Direzione Partito democratico, la strategia: cambiare le regole per stoppare Bonaccini

Le correnti della sinistra interna vogliono eliminare le primarie. In questo modo la parola è solo agli iscritti dove la ‘ditta’ è più forte

Enrico Letta

Enrico Letta

Roma - Oggi si terrà la Direzione del Pd. Novità: tutta in streaming (quindi pubblico), mica solo la relazione del segretario. Nel dibattito che l’ha preceduta sono intervenuti un po’ tutti: da Walter Veltroni fino a Massimo D’Alema. E, presto, sul tema, parlerà anche Romano Prodi.

Ma il solo che ha lasciato, come Pollicino, una traccia utile è stato Pier Luigi Bersani. Il quale propone di “non“ fare le primarie ed eleggere il segretario come si faceva una volta nel Pci, via congresso. Il che vorrebbe dire far vincere, facilmente, il “campione“ della sinistra – chiunque esso sia – perché la maggioranza, tra gli iscritti, la mantiene (ad oggi) l’area Zingaretti-Orlando-Provenzano.

E qui si arriva alla “ciccia“ di oggi, la Direzione, in cui la coda del Diavolo sarà tutta in temi da addetti ai lavori: un ginepraio procedurale di norme e codicilli, sul come eleggere il segretario. Esempio. Far votare, come dice Letta, il nuovo segretario anche dalle formazioni (Articolo 1, Demos, Psi) della lista Italia Democratica e Progressista già tra gli iscritti vorrebbe dire sbilanciare la platea congressuale a sinistra (al primo giro votano gli iscritti, poi primarie aperte tra i primi tre classificati). L’altro tema sono i tempi. Bonaccini li vuole brevi (gennaio-febbraio), e oggi lo dirà a muso duro. Tutti gli altri vogliono tempi più lunghi (marzo-aprile) perché non hanno ancora scelto chi dovrà affrontare, e sfidare, il governatore.

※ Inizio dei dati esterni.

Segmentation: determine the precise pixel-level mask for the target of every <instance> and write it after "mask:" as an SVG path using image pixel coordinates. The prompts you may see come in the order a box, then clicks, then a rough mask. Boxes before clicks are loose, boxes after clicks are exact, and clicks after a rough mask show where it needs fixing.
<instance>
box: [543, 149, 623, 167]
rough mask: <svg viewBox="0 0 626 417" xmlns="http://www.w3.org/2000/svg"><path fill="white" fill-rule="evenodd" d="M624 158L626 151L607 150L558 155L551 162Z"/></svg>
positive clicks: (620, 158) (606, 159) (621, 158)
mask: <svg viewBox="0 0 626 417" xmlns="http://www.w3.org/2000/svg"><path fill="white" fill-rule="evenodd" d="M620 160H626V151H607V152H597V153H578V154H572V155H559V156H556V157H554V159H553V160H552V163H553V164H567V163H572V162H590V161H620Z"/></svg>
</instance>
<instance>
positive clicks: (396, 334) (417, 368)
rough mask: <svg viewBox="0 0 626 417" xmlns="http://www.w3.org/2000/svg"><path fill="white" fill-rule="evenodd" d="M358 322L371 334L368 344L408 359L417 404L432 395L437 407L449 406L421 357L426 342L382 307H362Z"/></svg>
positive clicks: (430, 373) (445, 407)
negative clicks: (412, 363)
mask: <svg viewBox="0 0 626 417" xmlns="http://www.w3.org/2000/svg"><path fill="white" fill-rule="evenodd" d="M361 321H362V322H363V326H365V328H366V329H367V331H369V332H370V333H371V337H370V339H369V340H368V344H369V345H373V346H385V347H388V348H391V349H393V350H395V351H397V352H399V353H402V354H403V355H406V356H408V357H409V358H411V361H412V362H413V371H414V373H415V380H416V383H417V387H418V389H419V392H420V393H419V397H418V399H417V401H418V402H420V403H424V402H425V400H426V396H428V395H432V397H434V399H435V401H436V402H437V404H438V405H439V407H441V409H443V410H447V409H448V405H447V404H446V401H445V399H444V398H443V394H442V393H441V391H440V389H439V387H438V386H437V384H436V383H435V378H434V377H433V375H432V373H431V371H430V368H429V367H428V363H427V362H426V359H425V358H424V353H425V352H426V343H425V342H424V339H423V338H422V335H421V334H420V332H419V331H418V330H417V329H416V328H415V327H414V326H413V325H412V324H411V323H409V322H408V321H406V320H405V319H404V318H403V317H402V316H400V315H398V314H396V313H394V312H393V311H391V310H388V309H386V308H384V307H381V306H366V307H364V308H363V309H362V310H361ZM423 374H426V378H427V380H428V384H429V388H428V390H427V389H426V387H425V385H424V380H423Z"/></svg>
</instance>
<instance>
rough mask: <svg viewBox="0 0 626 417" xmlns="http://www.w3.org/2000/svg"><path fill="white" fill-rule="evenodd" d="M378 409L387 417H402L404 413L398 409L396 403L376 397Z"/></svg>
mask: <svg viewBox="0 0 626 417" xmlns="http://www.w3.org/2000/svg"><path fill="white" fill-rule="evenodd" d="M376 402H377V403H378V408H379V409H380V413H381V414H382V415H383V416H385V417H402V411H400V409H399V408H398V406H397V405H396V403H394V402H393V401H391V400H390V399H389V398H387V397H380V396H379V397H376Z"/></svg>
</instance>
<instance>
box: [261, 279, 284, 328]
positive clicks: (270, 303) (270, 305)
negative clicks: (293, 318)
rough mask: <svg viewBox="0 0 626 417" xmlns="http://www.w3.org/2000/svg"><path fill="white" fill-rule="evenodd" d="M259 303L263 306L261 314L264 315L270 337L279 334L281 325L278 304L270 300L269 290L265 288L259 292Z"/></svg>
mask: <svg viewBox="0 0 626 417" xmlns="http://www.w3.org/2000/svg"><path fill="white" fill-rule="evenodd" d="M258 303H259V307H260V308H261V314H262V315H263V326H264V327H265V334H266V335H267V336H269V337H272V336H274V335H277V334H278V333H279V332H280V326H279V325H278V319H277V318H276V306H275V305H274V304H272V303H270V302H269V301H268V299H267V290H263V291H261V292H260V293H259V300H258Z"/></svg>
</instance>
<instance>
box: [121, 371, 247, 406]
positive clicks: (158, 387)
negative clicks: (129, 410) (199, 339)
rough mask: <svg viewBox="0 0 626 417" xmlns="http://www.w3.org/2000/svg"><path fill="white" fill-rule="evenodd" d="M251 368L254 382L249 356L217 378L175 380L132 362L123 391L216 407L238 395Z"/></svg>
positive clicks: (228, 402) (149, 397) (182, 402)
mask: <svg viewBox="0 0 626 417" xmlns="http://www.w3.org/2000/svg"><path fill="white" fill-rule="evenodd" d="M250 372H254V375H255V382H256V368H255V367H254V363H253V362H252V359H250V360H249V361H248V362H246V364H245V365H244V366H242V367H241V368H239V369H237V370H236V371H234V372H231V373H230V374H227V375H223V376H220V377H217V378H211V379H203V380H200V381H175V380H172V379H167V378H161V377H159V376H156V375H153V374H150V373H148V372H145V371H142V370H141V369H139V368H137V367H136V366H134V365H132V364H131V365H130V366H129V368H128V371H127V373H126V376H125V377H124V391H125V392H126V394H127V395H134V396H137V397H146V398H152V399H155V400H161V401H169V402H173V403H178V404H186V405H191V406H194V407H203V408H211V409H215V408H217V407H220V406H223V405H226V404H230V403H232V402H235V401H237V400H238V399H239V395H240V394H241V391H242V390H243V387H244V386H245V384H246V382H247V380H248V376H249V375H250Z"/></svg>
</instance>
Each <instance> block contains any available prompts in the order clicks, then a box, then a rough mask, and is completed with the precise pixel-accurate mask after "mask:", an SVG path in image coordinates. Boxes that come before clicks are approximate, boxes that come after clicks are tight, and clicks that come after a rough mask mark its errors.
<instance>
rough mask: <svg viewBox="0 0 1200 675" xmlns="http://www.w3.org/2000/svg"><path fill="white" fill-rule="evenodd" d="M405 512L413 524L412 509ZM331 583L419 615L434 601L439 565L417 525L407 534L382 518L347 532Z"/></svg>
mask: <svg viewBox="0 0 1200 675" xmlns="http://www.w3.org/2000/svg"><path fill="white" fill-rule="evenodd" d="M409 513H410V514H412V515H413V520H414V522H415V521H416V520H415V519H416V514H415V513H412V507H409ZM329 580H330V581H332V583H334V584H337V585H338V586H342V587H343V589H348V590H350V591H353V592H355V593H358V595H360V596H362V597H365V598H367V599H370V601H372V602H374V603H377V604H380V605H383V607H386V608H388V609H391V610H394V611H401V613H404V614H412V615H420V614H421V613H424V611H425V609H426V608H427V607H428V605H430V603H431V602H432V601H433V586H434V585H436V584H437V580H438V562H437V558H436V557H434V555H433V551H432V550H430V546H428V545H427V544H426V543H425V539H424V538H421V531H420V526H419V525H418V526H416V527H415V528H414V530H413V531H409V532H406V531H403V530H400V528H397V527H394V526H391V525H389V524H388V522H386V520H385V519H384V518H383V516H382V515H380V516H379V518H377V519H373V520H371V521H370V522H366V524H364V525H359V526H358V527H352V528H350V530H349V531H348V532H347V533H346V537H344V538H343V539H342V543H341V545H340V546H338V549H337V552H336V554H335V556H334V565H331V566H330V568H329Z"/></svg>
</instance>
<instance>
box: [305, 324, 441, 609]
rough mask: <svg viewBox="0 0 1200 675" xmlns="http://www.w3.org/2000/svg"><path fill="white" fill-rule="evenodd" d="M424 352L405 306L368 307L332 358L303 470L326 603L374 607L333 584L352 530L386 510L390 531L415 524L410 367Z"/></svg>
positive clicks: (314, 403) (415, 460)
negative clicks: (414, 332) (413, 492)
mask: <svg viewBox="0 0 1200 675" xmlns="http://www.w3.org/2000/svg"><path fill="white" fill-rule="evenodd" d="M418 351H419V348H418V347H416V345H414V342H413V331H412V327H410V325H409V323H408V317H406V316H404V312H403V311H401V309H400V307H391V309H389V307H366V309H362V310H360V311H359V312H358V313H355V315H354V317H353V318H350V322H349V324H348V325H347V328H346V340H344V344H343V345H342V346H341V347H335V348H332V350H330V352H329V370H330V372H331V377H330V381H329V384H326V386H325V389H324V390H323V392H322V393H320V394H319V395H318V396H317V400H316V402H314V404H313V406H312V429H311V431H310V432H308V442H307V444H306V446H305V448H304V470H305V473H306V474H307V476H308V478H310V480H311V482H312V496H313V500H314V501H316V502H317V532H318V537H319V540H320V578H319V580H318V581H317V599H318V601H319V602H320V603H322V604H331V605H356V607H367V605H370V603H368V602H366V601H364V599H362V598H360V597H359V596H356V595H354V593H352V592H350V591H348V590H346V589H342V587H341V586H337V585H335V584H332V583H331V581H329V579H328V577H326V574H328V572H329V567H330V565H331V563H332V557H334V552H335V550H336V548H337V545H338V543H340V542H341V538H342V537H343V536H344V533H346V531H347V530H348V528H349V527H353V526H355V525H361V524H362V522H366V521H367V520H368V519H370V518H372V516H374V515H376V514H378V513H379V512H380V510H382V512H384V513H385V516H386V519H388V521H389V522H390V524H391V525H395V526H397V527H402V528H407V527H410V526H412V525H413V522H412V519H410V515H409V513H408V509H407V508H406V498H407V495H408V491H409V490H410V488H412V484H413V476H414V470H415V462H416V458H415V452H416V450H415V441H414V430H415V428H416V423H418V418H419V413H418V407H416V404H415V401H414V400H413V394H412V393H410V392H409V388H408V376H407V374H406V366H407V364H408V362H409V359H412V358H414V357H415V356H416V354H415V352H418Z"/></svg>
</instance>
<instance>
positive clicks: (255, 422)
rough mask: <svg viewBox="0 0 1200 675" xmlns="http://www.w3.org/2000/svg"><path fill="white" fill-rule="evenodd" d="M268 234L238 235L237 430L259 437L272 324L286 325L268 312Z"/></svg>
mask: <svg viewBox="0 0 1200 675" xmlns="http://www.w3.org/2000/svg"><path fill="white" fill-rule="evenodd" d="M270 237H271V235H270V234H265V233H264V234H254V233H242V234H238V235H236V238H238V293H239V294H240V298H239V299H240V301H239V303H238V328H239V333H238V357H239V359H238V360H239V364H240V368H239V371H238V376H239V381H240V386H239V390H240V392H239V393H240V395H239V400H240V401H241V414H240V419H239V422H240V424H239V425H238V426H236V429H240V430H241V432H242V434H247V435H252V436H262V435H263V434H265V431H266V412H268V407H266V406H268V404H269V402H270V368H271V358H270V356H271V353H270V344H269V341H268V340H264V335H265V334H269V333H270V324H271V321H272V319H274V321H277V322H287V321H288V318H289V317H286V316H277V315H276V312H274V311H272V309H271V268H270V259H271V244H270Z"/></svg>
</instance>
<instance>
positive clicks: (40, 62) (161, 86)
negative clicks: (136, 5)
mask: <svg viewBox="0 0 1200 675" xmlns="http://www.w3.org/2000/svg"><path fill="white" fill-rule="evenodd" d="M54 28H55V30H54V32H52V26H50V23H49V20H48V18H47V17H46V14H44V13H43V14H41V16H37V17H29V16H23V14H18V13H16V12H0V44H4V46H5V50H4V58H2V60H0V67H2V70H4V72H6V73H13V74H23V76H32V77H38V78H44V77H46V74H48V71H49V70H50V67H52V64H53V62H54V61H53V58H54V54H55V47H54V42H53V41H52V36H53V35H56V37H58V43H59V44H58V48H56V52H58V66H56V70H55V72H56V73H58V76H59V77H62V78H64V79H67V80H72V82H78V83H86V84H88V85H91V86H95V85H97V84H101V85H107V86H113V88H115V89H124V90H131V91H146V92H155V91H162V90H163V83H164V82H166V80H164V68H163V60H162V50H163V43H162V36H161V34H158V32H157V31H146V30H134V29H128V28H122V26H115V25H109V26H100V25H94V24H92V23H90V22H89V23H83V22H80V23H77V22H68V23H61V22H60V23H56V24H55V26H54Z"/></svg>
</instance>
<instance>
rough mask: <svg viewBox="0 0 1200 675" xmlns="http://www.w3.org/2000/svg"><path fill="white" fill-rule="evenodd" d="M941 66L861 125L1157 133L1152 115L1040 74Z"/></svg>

Infine, c’è il "chi". I nomi degli aspiranti al post-Letta. Il governatore dell’Emilia-Romagna, Stefano Bonaccini, c’è, è palese. Ha la forza, il vento in poppa, una base sulla “linea Gotica“ (l’Appennino tosco-emiliano) dove il Pd prende, ancora, dei voti, le relazioni e le amicizie giuste. Ma, dentro il Pd, Bonaccini gode dell’appoggio di una sola corrente, Base riformista. Azzoppata da Letta nelle candidature e nel numero di eletti, messo da parte Lotti, resta solo Lorenzo Guerini. Ha una buona rete in tutt’Italia, e solida, ma Bonaccini ne accetterà l’appoggio in forma light. Vuole attaccare, ma da solo.

Poi ci sono un paio di “nanetti“, ma stentano. Sono il tosto Matteo Ricci (sindaco di Pesaro, coordinatore dei sindaci Pd) e Paola De Micheli (piacentina, ex ministro, lettiana). Un terzo, oltre ai primi due, alla seconda fase, ci sarà, ma chi? Manca, invece, il “campione“ di un’area vasta e composita che va dall’area Franceschini, passa per l’area Zingaretti e arriva fino alla sinistra (Orlando - Provenzano - Bettini - Cuperlo - ecc.) più l’area Letta. Divisi su tutto, e da sempre, hanno un “nemico“ comune: Bonaccini. Provenzano, però, ha gettato la spugna ieri. Quindi, manca un alfiere: la ricerca, a oggi, è stata infruttuosa.

Elly Schlein non viene ritenuta all’altezza del (gravoso) compito. Orlando già perse con Renzi. Zingaretti e Letta non si può. Il nome spendibile sarebbe Enzo Amendola: riformista, europeista, filiera Pci-Pds-Ds, ottime relazioni con Draghi, il Colle, il Pse, viene dal Sud. Terra dove l’emiliano Bonaccini stenta già. Il Pd non ha mai avuto un leader “meridionale“. Sarebbe una bella sfida. Ma Amendola bisogna convincerlo, specie del fatto di ritrovarsi dietro tutti quelli che – da Bersani a D’Alema, da Bettini a Emiliano – predicano l’alleanza organica coi 5s di Conte, una sorta di Fronte popolare di stalinista memoria. Sarà dura.